Le donne percepiscono meno degli uomini, ecco tutti i dettagli sulle pensioni e le informazioni che destano critiche.

Uno dei problemi della società che si protrae ormai da molto tempo è il divario esistente tra uomo e donna. Questo divario si può percepire in diversi settori, dallo stipendio per lo stesso lavoro alle pensioni.

L’argomento di questo articolo è proprio incentrato sulle pensioni perché le donne percepiscono di meno rispetto agli uomini e non poco. Si tratta di una vera e propria beffa che non dovrebbe esserci.

L’Inps ha svolto i suoi soliti controlli e quello che emerge non è un quadro allettante per le pensionate. Ma andiamo nel dettaglio e conosciamo meglio tutti i dettagli.

Pensioni: le donne percepiscono meno degli uomini

L’Inps ha redatto il Monitoraggio flussi di pensionamento per l’anno 2022 e 2023 aggiornando i numeri della previdenza italiana. Da quello che è emerso è evidente una differenza importante tra la pensione di una donna e la pensione di un uomo.

Il divario salariale, ovvero di quello che guadagna una donna rispetto ad un uomo, pesa anche sugli importi delle pensioni. Vediamo i dati aggiornati compresi nei 764.907 nuovi trattamenti erogati dall’Inps, contro gli 865.948 dell’anno precedente.

Donna in pensione
Donna in pensione (SprayNews.it)

I dati resi noti confermano che le donne percepiscono meno degli uomini. Per l’esattezza, nel 2023 gli assegni previdenziali ammontavano a circa 950 euro, inferiori rispetto ai 963 dell’anno precedente. Il divario con quelli dati agli uomini è del 30,45%.

Questo significa che ogni mese un uomo percepisce circa 400 euro in più rispetto ad una donna. È una cifra considerevole che innesca una serie di reazioni non di poco conto.
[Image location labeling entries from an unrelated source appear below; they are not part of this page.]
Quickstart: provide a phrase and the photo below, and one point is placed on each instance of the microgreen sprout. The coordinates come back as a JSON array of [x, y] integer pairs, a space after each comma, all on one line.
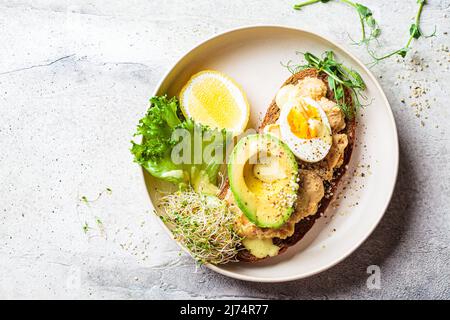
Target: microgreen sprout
[[341, 80], [414, 33], [203, 224], [369, 26], [371, 31]]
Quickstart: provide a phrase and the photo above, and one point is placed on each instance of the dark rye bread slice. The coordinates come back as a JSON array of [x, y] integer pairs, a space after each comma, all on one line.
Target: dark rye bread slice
[[304, 225]]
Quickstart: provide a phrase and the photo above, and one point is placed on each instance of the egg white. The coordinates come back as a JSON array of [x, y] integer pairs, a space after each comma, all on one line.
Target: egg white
[[309, 150]]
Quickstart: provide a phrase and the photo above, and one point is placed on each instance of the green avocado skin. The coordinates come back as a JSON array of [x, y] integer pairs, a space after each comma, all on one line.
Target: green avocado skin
[[238, 185]]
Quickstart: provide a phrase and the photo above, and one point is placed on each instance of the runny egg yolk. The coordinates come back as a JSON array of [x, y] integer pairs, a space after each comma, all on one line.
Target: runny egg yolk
[[305, 121]]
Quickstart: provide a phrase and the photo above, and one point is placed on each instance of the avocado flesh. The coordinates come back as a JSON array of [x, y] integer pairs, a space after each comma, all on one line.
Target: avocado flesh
[[266, 204]]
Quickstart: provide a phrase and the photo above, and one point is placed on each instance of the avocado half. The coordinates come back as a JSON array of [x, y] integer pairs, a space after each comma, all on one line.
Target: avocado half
[[266, 204]]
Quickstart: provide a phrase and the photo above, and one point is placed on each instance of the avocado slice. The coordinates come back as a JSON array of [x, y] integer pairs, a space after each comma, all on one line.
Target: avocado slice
[[263, 174]]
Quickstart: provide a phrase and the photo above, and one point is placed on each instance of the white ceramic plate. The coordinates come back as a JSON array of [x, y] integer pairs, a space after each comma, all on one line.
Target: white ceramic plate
[[253, 57]]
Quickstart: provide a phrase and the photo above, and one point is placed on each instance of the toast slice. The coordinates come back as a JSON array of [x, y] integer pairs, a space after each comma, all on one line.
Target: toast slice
[[304, 225]]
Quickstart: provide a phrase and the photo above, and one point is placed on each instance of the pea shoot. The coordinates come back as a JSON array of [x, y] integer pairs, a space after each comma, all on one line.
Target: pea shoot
[[341, 80], [371, 31]]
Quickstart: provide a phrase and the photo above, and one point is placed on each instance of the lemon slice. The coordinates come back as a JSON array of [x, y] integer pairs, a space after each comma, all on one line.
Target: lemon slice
[[216, 100]]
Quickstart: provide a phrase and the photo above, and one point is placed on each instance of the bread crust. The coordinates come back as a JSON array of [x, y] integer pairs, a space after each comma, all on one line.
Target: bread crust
[[304, 225]]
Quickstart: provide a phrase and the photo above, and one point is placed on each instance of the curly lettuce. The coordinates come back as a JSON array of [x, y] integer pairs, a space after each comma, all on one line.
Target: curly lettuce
[[179, 150]]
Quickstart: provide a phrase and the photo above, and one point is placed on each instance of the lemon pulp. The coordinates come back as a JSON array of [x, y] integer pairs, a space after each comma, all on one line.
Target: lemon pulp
[[213, 99]]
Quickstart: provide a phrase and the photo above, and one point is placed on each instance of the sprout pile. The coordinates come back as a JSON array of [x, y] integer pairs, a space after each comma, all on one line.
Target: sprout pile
[[203, 224]]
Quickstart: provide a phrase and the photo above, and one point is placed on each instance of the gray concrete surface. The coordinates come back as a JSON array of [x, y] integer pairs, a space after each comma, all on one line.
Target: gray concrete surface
[[76, 75]]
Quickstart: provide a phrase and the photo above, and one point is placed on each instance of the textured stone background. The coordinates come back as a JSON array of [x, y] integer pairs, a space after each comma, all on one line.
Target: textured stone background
[[76, 75]]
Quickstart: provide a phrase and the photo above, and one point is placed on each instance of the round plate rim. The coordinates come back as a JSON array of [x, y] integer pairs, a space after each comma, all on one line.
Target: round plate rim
[[395, 153]]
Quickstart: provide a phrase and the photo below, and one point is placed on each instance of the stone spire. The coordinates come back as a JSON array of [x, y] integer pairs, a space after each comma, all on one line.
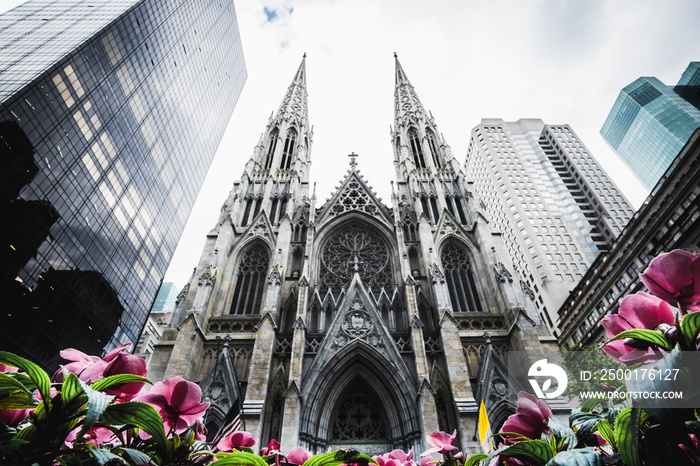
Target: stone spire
[[407, 106], [284, 147], [293, 108], [418, 145]]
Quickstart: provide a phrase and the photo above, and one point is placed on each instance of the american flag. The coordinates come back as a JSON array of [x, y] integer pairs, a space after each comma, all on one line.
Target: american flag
[[230, 424]]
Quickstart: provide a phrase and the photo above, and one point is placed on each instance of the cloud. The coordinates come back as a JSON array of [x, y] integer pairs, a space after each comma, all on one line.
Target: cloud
[[563, 62]]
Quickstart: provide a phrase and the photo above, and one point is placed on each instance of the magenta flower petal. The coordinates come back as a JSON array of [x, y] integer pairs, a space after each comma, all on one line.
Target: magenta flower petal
[[441, 442], [645, 311], [674, 277], [531, 417], [298, 455], [178, 402], [236, 440]]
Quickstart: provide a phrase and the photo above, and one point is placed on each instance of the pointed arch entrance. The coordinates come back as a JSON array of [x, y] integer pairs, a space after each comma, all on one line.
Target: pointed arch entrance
[[360, 399]]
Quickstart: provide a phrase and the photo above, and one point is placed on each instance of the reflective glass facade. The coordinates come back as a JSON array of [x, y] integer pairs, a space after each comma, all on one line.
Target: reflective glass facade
[[124, 103], [650, 122]]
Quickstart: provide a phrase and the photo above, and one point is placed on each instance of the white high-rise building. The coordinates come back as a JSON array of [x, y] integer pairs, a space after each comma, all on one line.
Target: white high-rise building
[[554, 204]]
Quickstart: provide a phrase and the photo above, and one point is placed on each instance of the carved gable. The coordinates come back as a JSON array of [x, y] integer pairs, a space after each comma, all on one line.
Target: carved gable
[[354, 195]]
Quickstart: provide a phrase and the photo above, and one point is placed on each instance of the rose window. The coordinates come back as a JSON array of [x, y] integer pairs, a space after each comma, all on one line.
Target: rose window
[[355, 250]]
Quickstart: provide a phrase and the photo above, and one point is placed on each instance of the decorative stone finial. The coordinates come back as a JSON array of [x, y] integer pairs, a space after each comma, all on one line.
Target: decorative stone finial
[[353, 162]]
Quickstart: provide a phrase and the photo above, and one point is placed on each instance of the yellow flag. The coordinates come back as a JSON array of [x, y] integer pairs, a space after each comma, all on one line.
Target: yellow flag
[[485, 434]]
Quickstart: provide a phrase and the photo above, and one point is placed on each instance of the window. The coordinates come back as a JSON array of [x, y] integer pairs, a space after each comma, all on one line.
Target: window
[[289, 147], [460, 279], [271, 148], [250, 282], [416, 149], [433, 148]]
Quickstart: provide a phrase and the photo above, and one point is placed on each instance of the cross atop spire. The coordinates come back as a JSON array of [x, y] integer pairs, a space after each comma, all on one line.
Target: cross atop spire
[[353, 162]]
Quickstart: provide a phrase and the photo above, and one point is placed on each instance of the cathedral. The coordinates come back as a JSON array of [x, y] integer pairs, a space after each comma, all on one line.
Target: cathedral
[[352, 324]]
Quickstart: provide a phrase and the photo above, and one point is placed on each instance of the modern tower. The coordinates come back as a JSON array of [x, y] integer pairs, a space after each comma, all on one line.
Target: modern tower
[[556, 207], [351, 323], [651, 122], [114, 111]]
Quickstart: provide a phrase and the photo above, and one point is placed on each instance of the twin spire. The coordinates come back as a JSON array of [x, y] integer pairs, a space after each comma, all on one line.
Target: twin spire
[[289, 130]]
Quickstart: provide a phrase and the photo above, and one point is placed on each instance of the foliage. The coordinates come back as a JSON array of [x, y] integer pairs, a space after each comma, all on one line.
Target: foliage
[[650, 336], [587, 357]]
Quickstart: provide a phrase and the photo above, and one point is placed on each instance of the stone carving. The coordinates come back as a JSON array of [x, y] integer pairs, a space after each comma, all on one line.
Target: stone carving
[[436, 274], [502, 274], [260, 229], [183, 294], [448, 227], [208, 277], [357, 323], [275, 278], [480, 323]]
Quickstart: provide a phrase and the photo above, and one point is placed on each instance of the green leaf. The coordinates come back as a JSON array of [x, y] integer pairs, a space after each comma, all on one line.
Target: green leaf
[[564, 435], [97, 403], [28, 433], [72, 395], [141, 415], [336, 458], [475, 459], [592, 403], [606, 432], [12, 445], [36, 373], [71, 388], [690, 327], [579, 457], [534, 452], [240, 458], [18, 400], [137, 456], [626, 433], [118, 379], [650, 336], [10, 386], [104, 456]]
Non solo, questa differenza si percepisce anche nelle pensioni anticipate: le nuove erogazioni prevedono 1.758 euro per le donne e 2.111 euro per gli uomini.

La situazione non cambia per le pensioni di vecchiaia. In questo caso si hanno 758 euro al mese per una donna e 1.071 euro al mese per un uomo.

Non è una sorpresa dal momento che in tutti gli Stati membri dell’UE c’è una differenza importante tra il salario percepito da una donna e quello di un uomo. In Italia, nell’ultima ricerca, era una differenza pari al 5%, ma ci sono stati come la Germania, l’Estonia e la Repubblica Ceca in cui la differenza è di oltre il 20%.